Belle idée de croiser les vies des personnages de la pièce avec celles des personnages du film. Les mots de Tchekhov racontent ce que Kafuku n'ose exprimer, ou ce qu'il ne peut énoncer à voix haute qu'à travers un personnage de fiction. Ce thème de la communication brouillée, voire contrariée, est au coeur du film. Mari et femme se parlent à des moments incongrus ou dialoguent à distance par le biais d'un enregistrement sonore tandis que la pièce est interprétée par des comédiens qui ne parlent pas la même langue. Au volant, Misaki en apprend plus sur Kafuku en écoutant la pièce qu'en échangeant directement avec son passager. Cette communication imparfaite empêche les personnages d'exprimer ce qu'ils ont sur le coeur. Jusqu'à une séquence formidable où Kafuku et Misaki dînent chez le directeur du festival et son épouse sourde et muette.
Sentiments enfouis
Par le langage des signes, la jeune femme révèle des vérités et déverrouille les sentiments de ses invités. Kafuku fend l'armure et le film se laisse porter par une souffle émotionnel qui tranche avec les 90 premières minutes. J'ai même eu l'impression que c'est à partir de ce moment que la musique originale se fait entendre. Jusqu'alors, Hamaguchi avait fait primer les sons directs, sa mise en scène élégante traduisant l'état d'esprit de Kafuku : sobre, détaché, presque irréel. Dans sa deuxième partie, Drive my car abandonne en partie sa retenue d'origine, les émotions se font plus intenses. Chez les personnages comme chez le spectateur.

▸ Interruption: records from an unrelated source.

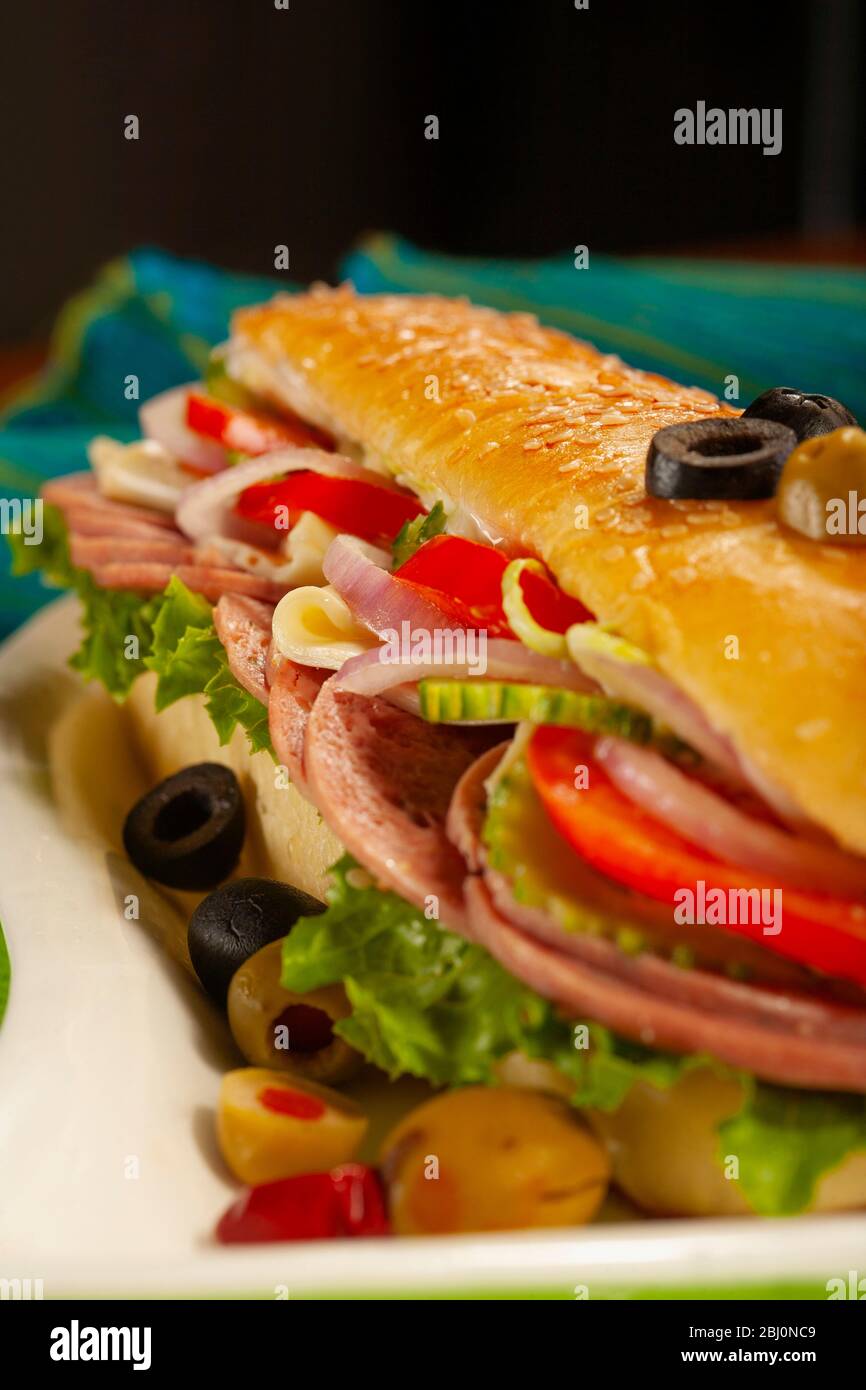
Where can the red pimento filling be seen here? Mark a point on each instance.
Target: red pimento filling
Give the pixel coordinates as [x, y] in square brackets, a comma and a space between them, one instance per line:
[296, 1104]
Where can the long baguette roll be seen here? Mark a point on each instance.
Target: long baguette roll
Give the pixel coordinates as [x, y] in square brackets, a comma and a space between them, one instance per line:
[540, 441]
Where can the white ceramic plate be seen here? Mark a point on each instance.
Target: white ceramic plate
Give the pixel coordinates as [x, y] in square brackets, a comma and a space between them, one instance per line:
[110, 1061]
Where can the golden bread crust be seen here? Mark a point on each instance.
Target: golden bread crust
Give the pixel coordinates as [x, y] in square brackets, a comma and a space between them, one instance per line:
[523, 428]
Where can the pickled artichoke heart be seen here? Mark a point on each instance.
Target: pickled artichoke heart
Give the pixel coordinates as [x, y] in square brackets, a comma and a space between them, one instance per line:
[503, 702]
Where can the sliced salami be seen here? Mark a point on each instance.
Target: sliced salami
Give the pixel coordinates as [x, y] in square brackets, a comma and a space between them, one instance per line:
[243, 626]
[802, 1057]
[292, 694]
[384, 780]
[91, 551]
[79, 491]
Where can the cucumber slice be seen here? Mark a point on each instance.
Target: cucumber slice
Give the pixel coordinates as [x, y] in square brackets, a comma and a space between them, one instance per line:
[501, 702]
[220, 385]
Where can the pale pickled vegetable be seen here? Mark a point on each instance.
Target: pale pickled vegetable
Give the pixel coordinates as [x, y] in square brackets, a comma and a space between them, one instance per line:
[822, 492]
[667, 1155]
[492, 1158]
[289, 1032]
[271, 1126]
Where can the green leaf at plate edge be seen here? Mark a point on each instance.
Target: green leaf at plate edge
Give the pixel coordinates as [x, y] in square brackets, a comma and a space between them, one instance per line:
[6, 973]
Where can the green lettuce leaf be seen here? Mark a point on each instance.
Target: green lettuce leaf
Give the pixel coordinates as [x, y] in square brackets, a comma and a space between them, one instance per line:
[50, 556]
[125, 634]
[189, 658]
[413, 534]
[428, 1002]
[784, 1140]
[117, 631]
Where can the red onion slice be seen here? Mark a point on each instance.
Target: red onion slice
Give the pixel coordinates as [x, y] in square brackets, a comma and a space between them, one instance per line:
[387, 605]
[378, 601]
[207, 508]
[374, 672]
[164, 419]
[715, 824]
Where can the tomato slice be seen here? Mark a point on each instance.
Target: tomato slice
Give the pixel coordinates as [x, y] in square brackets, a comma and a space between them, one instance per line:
[246, 431]
[349, 503]
[623, 843]
[464, 578]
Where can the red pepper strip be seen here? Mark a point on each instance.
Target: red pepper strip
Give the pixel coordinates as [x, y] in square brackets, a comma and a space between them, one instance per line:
[464, 577]
[350, 505]
[623, 843]
[248, 432]
[346, 1201]
[284, 1101]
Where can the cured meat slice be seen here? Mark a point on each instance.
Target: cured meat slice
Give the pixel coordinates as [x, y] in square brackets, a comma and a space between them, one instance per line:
[384, 779]
[89, 551]
[292, 694]
[102, 524]
[243, 626]
[150, 577]
[78, 491]
[804, 1057]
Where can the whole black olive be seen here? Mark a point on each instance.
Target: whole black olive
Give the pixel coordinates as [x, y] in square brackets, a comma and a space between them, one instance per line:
[736, 460]
[805, 413]
[237, 920]
[188, 831]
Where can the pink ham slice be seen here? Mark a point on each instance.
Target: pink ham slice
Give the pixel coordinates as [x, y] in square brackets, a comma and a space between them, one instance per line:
[384, 780]
[102, 524]
[805, 1055]
[91, 551]
[293, 691]
[788, 1034]
[243, 626]
[78, 492]
[152, 577]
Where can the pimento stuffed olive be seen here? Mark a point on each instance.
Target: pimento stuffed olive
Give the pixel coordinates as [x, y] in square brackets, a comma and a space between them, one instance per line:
[289, 1032]
[271, 1126]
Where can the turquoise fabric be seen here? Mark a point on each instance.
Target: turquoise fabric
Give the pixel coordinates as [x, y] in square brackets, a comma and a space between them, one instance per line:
[156, 316]
[697, 321]
[149, 314]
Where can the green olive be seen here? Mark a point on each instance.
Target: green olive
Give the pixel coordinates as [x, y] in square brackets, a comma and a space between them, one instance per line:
[492, 1158]
[822, 492]
[291, 1032]
[669, 1159]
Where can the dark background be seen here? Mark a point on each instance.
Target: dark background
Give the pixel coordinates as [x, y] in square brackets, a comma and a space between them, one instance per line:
[306, 127]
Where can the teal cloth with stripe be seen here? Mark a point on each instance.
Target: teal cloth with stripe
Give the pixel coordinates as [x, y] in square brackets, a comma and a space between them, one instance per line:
[156, 317]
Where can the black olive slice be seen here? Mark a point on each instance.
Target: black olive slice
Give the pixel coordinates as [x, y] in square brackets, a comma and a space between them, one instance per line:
[737, 460]
[806, 413]
[237, 920]
[188, 831]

Et si nous sommes emportés de la sorte, c'est autant grâce à l'approche délicate du cinéaste qu'au jeu des acteurs. Hidetoshi Nishijima campe une sorte d'ermite, dont il parvient à traduire la détresse réfrénée avec une interprétation toute en nuances. Avec son regard triste et ses traits figés, Masaki Okada est bouleversante : là encore, elle nous fait deviner le traumatisme qui l'habite avant de l'exprimer oralement. Dans le rôle de l'actrice sourde et muette, Yoo-rim Park est lumineuse à chacune de ses apparitions.
Le spectateur a l'impression d'avoir voyager à l'arrière de la Saab 900 : bercé par la mise en scène de Ryusuke Hamaguchi, on apprend à apprécier ces grands taiseux que sont Kafuku et Misaki. En arrivant à destination, nous sommes bouleversés avec eux mais que le chemin fut beau.